What about this funding?
Published April 27, 2026 07:40
An even harsher assessment of the achievements of the past few years, starting in 2015, was given by the former vice president of the National Health Insurance Fund and now director of the National Institute of Public Health of the National Institute of Public Health, Dr. Bernard Wasko. In his opinion, for a decade there was a lack of an idea of the direction of change, the focus was on topping up money to help put out current fires. - Regulations were created that had nothing to do with rationalizing the system, but only destabilized it and increased costs. I'm talking about all the regulations that are post strike products.
Such a first regulation, in his view, was the so-called Zembal allowance for nurses, which, as of 2015, was "cannibalizing money for benefits." He included in the same group staffing norms converted to the number of beds in a hospital. - The highest staffing norms, as far as nurses are concerned, are in pediatric wards, where there is care with the active participation of the parent, i.e. where this demand for nursing care is relatively the lowest, Bernard Wasko explained.
It is also a waste of public money, he pointed out, to continue in its current form the operation of the Raise Law ("it doesn't solve any real problem") and the program of free 65+ and -18 medicines. The abandonment of these two solutions or their radical reduction, according to the expert, would solve the lion's share of the payer's financial problems. These decisions, however, lie outside the NHF, in the hands of the Health Minister.

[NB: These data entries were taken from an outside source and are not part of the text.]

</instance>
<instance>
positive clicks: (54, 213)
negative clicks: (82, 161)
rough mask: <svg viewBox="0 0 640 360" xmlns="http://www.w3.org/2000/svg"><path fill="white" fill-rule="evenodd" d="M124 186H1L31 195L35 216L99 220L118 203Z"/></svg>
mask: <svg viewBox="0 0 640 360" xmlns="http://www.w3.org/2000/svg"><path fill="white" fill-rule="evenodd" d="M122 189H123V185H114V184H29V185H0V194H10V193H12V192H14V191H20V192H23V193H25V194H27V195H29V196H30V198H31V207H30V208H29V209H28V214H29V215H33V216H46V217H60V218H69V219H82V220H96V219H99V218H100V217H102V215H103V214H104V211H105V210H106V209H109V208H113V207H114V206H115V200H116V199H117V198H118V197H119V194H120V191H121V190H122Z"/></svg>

At the same time, NFZ Vice President Jakub Szulc reminded that the payer's budget will have to be balanced anyway, as the law imposes such an obligation on the Fund's president. This may happen partly due to the solutions already being implemented (cuts in cost-intensive diagnostics, announced restrictions in AOS or cataract surgery), but this is far from enough. The orders of the president of the National Health Fund may bring, in total, PLN 2-3 billion in savings, when the gap is currently estimated at PLN 17-18 billion. The solution is subsidies from the state budget, primarily from the MZ budget. As Szulc said, the payer's next decisions depend on what decisions are made at the government level and whether there will be (and in what amount) subsidies for the Fund.